French court convicts 8 for stealing Banksy from Paris terror attack site

A French court on Thursday convicted eight men for the theft and handling of a Banksy painting paying homage to the victims of the 2015 attack on the Bataclan concert hall in Paris.

French court convicts 8 for stealing Banksy from Paris terror attack site

Three men in their 30s who admitted to the 2019 theft were given prison sentences, one of four years and two of three, although they will be able to serve them wearing electronic tracking bracelets rather than behind bars.

Another man, a 41-year-old millionaire lottery winner and street art fan accused of being the mastermind of the heist, was given three years in jail for handling stolen goods after judges found the main allegation unproven. His sentence will also be served with a bracelet.
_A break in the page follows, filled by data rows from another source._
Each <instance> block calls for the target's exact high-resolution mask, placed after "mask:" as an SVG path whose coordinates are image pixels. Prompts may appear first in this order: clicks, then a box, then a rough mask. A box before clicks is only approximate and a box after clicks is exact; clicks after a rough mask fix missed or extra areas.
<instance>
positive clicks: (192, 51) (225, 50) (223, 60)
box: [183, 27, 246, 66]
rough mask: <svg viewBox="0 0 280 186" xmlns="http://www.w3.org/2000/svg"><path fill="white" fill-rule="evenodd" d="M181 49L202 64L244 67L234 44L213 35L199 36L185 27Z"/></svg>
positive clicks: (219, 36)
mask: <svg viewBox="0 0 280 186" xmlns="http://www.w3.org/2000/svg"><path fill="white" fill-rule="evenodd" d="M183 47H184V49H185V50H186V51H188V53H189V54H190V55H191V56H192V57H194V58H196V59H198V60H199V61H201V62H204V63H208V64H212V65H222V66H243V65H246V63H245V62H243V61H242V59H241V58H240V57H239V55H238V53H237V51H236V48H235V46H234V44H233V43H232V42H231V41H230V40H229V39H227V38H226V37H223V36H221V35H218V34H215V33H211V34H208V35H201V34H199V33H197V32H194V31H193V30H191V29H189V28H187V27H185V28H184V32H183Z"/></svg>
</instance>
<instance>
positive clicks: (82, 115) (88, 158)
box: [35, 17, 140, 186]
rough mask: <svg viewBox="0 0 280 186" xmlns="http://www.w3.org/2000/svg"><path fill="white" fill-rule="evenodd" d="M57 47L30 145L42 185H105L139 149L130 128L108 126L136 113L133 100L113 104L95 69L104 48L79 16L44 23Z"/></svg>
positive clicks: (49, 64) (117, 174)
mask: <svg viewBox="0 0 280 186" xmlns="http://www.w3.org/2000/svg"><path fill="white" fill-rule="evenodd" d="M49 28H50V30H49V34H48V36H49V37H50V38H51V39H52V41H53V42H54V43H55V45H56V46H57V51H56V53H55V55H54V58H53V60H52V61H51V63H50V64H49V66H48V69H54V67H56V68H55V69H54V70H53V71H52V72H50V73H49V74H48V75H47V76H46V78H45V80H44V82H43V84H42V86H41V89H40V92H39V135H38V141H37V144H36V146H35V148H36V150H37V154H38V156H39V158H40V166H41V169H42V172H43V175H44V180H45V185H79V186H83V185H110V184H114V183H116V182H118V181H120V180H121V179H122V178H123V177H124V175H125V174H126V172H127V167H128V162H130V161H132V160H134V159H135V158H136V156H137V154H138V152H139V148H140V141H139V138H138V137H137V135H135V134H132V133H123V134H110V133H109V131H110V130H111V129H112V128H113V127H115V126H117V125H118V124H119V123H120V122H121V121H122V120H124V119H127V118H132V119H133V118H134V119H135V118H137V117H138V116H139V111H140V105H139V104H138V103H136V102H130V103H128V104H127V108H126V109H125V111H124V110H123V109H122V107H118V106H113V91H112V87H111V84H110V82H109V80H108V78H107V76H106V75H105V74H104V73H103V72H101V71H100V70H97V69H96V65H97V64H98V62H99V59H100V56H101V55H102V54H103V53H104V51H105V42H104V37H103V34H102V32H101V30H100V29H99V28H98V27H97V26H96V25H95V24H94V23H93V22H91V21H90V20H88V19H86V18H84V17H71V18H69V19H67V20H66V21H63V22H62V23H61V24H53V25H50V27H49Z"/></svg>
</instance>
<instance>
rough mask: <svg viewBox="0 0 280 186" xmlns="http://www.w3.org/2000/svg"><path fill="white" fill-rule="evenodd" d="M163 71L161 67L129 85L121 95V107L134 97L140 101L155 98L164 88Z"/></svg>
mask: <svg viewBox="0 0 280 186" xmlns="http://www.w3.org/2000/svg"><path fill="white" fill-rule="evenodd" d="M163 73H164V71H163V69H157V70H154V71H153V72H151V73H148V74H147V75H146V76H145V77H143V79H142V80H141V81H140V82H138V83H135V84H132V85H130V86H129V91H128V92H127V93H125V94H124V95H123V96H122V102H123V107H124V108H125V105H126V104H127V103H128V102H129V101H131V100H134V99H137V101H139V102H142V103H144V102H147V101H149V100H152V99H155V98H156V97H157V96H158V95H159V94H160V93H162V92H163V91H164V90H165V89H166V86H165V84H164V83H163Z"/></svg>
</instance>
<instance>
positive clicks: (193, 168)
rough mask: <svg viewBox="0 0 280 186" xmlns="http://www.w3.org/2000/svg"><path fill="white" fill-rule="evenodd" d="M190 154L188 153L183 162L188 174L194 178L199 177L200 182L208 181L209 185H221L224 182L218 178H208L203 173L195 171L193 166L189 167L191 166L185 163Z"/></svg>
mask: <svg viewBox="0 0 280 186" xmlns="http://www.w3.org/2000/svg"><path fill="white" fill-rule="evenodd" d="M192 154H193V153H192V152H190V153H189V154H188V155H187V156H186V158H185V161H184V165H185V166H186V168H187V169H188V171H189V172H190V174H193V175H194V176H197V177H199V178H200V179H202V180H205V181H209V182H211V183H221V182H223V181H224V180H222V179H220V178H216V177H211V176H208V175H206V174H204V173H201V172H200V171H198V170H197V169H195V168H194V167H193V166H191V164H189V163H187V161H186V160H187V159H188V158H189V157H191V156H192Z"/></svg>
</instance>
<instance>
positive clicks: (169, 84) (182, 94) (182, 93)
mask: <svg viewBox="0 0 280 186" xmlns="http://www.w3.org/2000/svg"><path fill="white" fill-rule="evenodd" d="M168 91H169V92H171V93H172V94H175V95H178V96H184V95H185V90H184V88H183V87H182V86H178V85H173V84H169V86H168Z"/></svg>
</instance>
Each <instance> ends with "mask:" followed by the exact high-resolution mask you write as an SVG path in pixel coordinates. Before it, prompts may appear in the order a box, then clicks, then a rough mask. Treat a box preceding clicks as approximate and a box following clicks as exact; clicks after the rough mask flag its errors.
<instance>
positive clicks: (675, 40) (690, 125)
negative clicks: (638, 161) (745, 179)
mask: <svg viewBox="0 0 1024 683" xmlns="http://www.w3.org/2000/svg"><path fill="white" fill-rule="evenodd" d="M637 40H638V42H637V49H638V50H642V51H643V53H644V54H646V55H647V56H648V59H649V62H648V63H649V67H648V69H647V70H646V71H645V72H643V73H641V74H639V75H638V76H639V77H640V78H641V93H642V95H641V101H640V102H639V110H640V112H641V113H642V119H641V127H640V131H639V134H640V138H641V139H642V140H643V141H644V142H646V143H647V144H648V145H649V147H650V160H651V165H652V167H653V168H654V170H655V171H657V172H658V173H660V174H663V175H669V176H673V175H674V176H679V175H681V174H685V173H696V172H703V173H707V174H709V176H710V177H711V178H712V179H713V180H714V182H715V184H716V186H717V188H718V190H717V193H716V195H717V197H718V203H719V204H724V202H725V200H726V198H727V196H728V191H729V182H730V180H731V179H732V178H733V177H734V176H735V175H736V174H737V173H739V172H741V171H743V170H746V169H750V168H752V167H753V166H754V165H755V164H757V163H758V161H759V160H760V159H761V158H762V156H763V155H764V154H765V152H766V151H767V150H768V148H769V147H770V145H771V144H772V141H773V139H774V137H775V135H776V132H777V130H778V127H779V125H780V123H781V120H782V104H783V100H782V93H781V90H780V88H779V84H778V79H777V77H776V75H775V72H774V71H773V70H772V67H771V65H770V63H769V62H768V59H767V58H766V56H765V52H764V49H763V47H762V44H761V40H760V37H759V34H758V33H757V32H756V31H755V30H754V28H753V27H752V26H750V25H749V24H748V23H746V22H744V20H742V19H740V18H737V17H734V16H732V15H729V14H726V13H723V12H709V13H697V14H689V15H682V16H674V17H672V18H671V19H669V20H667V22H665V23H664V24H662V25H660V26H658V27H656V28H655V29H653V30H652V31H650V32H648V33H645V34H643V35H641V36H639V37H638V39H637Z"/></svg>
Elsewhere in the capital, the defence was making its final arguments in the trial of the surviving suspects in the 2015 Paris attacks themselves, with a verdict expected on June 29.

‘Acted like vultures’ 

British street artist Banksy painted his “sad girl” stencil on the metal door of the Bataclan in memory of the 90 people killed there on November 13th, 2015.

A white van with concealed number-plates was seen stopping on January 26, 2019 in an alleyway running alongside the central Paris music venue.

Many concertgoers fled via the same alley when the Bataclan became the focal point of France’s worst ever attacks since World War II, as Islamic State group jihadists killed 130 people at a string of sites across the capital.

On the morning of the theft, three masked men climbed out of the van, cut the hinges with angle grinders powered by a generator and left within 10 minutes, in what an investigating judge called a “meticulously prepared” heist.

Prosecutor Valerie Cadignan told the court earlier this month that the perpetrators had not sought to debase the memory of the attack victims, but “being aware of the priceless value of the door were looking to make a profit”.

She said the thieves “acted like vultures, like people who steal objects without any respect for what they might represent”.

During the trial, Bataclan staff said the theft sparked “deep indignation”, adding that the painted door was a “symbol of remembrance that belongs to everyone, locals, Parisians, citizens of the world”.

Investigators pieced together the door’s route across France and into Italy, where it was found in June 2020 on a farm in Sant’Omero, near the Adriatic coast.

Three men involved in transporting the door were each jailed for 10 months, while a 58-year-old Italian man who owns a hotel where it was temporarily stored received a six-month suspended sentence.